Legislators formed the anti-tobacco agency a decade ago. They designed it to utilize Indiana’s portion of the 1998 national Master Settlement Agreement with the tobacco industry. The $200 billion settlement closed separate lawsuits from 46 states against major tobacco manufacturers over smoking-related health problems.

The anti-tobacco agency has a staff of 14. Its 20-member board consists of physicians, public health administrators, representatives of health advocacy groups such as the American Cancer Society and American Lung Association, the Indiana State Medical Association, and state officials including State Health Commissioner Judith Monroe, Attorney General Greg Zoeller, Superintendent of Public Instruction Tony Bennett and Family and Social Services Administration Secretary Anne Murphy.

Kenley’s bill would eliminate the agency board. Its powers and duties would be transferred to the executive board of the health department.

Agency Executive Director Karla Sneegas was in transit via airplane from a health seminar in North Dakota on Friday morning when IBJ attempted to contact her for comment. An agency spokesman declined to comment for this story, saying it doesn’t offer opinions on pending legislation.

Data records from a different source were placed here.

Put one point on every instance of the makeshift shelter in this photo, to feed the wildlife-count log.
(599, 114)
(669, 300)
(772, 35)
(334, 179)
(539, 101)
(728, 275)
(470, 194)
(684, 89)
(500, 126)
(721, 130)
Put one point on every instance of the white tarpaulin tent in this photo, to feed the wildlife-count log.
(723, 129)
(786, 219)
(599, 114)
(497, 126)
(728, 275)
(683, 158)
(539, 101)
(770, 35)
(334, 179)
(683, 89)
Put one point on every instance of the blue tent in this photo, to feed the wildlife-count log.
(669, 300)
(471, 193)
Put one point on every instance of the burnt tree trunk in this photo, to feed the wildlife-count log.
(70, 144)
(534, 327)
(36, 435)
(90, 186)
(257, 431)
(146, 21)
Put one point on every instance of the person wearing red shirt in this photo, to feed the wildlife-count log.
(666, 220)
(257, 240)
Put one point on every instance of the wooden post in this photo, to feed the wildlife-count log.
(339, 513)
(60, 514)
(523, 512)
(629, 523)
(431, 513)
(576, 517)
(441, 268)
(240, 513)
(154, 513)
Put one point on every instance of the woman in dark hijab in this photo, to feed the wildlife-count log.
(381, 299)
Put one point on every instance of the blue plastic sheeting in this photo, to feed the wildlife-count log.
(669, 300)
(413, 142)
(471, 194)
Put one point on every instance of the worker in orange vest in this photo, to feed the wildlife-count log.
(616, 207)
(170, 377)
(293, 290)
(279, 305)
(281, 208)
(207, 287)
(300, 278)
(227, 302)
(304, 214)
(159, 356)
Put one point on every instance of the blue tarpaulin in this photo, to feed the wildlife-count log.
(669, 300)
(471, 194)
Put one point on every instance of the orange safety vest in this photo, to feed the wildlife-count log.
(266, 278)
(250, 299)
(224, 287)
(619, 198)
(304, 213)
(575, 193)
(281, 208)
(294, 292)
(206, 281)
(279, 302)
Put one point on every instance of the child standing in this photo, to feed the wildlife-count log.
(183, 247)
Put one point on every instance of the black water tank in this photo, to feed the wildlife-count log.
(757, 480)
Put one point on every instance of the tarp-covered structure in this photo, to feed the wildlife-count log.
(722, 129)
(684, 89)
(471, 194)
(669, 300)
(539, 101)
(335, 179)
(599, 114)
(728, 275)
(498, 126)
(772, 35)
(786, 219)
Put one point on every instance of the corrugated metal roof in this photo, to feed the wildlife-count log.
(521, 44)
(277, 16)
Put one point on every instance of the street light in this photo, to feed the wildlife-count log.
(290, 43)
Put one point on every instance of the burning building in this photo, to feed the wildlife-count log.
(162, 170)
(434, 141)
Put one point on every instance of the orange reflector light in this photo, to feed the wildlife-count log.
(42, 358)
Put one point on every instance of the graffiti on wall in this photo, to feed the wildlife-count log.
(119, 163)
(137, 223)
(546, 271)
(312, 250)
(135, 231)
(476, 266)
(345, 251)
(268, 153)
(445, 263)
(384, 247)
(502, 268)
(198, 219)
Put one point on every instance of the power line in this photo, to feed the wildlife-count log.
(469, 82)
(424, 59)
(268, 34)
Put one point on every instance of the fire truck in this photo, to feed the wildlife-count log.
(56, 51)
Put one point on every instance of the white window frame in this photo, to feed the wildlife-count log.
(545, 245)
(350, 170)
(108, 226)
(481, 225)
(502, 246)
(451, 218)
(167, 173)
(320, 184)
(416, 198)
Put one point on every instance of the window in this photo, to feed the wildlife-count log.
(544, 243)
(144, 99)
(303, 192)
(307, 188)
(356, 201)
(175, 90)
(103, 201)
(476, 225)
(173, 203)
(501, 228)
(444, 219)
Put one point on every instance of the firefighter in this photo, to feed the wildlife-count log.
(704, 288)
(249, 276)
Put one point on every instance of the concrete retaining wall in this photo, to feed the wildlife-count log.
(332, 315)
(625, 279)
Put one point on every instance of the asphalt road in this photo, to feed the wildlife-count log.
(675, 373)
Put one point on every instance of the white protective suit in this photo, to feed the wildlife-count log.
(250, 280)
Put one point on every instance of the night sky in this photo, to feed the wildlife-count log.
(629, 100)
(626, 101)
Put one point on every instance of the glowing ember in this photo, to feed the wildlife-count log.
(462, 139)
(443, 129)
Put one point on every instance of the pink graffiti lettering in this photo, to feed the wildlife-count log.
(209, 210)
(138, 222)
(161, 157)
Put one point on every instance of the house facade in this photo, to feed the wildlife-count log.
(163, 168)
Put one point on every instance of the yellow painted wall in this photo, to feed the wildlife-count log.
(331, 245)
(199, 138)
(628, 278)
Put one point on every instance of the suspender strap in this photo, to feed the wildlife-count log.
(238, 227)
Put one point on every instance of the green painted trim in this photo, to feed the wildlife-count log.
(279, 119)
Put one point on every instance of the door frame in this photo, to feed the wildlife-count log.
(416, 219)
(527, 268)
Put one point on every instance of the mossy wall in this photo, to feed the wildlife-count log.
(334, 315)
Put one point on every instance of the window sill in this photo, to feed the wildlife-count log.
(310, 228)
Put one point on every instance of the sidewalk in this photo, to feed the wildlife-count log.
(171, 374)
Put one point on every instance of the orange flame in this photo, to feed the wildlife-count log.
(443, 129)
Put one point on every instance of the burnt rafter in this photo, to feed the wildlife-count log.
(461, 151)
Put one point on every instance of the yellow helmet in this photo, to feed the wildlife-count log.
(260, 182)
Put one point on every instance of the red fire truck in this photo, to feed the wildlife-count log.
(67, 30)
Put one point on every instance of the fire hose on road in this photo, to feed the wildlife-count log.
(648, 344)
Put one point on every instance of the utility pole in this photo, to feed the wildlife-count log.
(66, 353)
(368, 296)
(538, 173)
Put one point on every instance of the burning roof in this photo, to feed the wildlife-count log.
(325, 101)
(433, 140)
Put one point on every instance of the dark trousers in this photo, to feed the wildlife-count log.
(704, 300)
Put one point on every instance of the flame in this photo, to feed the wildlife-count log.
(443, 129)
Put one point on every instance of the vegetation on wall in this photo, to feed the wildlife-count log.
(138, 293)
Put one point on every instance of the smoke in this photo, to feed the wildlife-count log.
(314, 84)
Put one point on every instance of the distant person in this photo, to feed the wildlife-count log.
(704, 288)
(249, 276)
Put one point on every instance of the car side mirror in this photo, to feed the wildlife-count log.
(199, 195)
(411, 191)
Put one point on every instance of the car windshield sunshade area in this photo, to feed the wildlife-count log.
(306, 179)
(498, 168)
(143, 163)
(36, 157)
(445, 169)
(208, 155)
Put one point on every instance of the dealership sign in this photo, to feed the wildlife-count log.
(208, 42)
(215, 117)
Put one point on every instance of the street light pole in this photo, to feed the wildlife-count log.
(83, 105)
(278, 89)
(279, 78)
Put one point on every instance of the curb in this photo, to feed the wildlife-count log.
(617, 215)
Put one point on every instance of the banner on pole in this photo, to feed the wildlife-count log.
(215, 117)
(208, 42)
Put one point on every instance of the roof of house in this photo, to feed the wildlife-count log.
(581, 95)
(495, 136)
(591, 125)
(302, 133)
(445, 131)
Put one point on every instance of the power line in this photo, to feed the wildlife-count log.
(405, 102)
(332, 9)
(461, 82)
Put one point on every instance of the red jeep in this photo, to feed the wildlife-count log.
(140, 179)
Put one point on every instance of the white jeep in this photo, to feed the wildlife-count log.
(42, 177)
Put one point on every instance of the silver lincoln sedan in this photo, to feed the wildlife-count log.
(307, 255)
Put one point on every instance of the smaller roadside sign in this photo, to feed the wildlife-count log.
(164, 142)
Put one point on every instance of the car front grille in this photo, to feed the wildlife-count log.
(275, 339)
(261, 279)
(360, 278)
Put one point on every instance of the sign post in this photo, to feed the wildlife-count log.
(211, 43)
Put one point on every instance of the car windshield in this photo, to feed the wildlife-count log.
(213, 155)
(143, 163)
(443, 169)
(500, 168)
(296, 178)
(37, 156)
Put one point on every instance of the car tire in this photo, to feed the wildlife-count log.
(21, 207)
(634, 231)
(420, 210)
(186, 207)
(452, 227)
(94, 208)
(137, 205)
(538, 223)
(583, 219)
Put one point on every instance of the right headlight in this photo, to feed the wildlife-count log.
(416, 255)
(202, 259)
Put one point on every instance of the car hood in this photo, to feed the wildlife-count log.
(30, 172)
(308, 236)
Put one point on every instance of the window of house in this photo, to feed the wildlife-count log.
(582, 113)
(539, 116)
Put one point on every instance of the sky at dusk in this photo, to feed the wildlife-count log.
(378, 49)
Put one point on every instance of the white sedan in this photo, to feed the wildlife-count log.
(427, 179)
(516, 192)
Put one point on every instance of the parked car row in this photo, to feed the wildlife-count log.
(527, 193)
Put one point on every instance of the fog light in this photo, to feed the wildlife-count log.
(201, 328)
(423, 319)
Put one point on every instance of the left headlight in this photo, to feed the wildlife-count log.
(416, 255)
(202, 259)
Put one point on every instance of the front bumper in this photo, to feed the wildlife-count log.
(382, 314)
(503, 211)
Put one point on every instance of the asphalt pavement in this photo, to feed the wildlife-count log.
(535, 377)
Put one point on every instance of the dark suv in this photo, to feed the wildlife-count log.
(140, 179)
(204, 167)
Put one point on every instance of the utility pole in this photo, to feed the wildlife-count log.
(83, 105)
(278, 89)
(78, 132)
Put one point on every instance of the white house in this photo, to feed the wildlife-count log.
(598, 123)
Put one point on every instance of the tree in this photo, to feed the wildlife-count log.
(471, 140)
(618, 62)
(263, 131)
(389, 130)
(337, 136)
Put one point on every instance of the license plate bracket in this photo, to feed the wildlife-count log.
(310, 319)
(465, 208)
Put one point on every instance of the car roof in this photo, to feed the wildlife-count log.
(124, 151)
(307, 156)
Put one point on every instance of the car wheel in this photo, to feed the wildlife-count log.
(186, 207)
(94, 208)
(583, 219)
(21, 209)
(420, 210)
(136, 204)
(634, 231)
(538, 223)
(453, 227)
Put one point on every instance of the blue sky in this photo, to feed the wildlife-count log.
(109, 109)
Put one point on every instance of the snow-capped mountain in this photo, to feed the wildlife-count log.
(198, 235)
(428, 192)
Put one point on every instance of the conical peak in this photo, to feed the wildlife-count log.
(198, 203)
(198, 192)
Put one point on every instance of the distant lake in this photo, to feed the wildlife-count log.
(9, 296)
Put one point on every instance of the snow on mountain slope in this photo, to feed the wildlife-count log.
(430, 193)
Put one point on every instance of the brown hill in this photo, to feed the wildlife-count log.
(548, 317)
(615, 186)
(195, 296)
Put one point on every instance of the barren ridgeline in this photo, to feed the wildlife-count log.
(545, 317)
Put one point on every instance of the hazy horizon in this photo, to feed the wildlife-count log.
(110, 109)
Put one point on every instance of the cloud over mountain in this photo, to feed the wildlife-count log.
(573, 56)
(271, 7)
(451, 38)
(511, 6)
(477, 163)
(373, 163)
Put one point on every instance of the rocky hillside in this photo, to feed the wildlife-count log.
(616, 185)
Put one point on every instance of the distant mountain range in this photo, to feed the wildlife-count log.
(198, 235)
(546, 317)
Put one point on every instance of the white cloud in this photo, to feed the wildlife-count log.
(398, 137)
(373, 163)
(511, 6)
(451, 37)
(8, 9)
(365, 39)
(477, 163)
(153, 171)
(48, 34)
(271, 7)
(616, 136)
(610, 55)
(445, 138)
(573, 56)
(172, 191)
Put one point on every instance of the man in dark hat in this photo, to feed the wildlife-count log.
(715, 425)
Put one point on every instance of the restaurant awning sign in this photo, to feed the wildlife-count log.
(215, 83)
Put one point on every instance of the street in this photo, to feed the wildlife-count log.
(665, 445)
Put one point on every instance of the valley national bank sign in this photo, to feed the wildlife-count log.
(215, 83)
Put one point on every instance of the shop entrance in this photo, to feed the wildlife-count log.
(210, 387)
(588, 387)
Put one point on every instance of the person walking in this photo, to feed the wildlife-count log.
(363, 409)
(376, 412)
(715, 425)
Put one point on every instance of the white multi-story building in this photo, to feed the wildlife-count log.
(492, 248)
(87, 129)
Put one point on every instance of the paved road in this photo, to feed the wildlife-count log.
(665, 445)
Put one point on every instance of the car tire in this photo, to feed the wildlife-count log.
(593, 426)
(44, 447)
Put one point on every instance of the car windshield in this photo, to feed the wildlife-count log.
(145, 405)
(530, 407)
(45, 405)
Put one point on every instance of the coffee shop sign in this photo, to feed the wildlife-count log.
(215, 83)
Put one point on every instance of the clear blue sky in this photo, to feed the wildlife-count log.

According to its most recent annual report, which covered the fiscal year concluded June 30, 2009, the agency had total receipts of $31.8 million and total disbursements of $20.1 million. But the vast majority of spending underwrote tobacco-cessation programs, such as local educational outreach programs in schools, the WhiteLies advertising campaign and a telephone hotline to assist people who want to quit smoking.

Kenley said his proposal wouldn’t change any of that activity, which the health department would continue. Instead, it aims to shave expenses from the $1.1 million Indiana spends annually on the agency's administrative budget, of which $988,000 goes to salary and fringe benefits for its staff.

The idea to consolidate the agency into the health department originated in the governor’s office, Kenley said, but he added that he was happy to carry the concept in the Statehouse.

“The intent is not to reduce the program at all,” Kenley said. “When you’re in times like we are, the governor and his people are looking for every opportunity to consolidate but not reduce services. They feel like there’s an opportunity to do that.”

But Filler has a host of concerns about the proposal. Even in the best-case scenario, he said, there would be a lull in tobacco-prevention efforts while the health department absorbed the agency.

Filler’s bigger concern is that the only way to achieve cost savings would be to cut some or all of the agency’s 14 employees.

“Tobacco cessation would be somebody’s second job. That has the potential for disaster," Filler said. “We want to encourage policymakers to sustain the structure they have, and increase investments to increase its effort and outreach.”

According to the agency’s annual report, Indiana already spends far less than the $78.8 million the Centers for Disease Control and Prevention recommends annually to reduce tobacco use. According to the CDC, larger investments in comprehensive tobacco-control programs yield greater reductions in smoking, especially when they’re sustained over time. The long-term result, the report said, is fewer premature tobacco-related deaths.

The annual report also charts the state’s declining smoking rates. For example, it notes that in 2000, 31.6 percent of high school students smoked. By 2008, that figure had dropped to 18.3 percent. According to Campaign for a Tobacco-Free Indiana, the state’s overall cigarette consumption has fallen too, from 599 million packs in 2004 to 471 million in 2009.

Kenley noted that agency staff work hard, but that it’s difficult to measure whether their efforts are directly responsible for the tobacco-use declines. Filler, on the other hand, sees a direct correlation.

“It would be penny-wise and pound foolish to cut the [agency] staff now doing work in the community,” Filler said. “We get dividends in the future for the work they continue to do.”